According to Dareing, the foreclosure attempts weren’t because of missed payments but were caused by mistakes in bookkeeping – the lender’s, not hers.
Now, she says, the lender won’t accept Dareing’s payments.
“I have tried to pay them and they keep rejecting it because they say the house is in foreclosure. The only way they’d negotiate is if I admit that I owe all this money, which I don’t. When people say, ‘Oh, you just need to pay your mortgage,’ they don’t understand.
“It hurts that people assume that anyone having a mortgage issue is a deadbeat.”
Foreclosures are not always about cash-strapped low-income owners – at least not the stereotypical kind.
The past several years have seen many foreclosures of property bought by small-time investors looking for a big payoff. But if the house is in a depressed area, they can’t cash out – and their pockets may not be deep enough to keep making payments.
“You’ll sell properties that go through foreclosure a couple of times,” said Tech’s Immergluck. “That is going to take a long time to wash out of the system.”
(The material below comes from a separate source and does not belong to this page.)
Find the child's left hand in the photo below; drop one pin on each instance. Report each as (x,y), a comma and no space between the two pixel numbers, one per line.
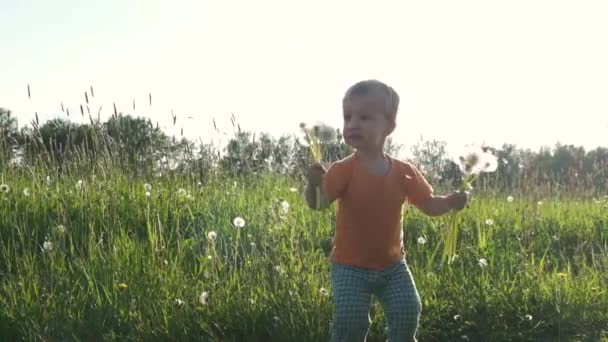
(458,200)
Atlanta started struggling with foreclosures earlier than most places and has dealt with the problem longer as well.
The aggressive push by many companies to provide subprime mortgages meant that many borrowers with limited incomes were unable to make their payments. And that happened several years before the collapse of the housing market in 2007.
In states where home values were climbing rapidly, hard-pressed buyers could just refinance their mortgages. That didn’t work in Atlanta, where price increases were more modest.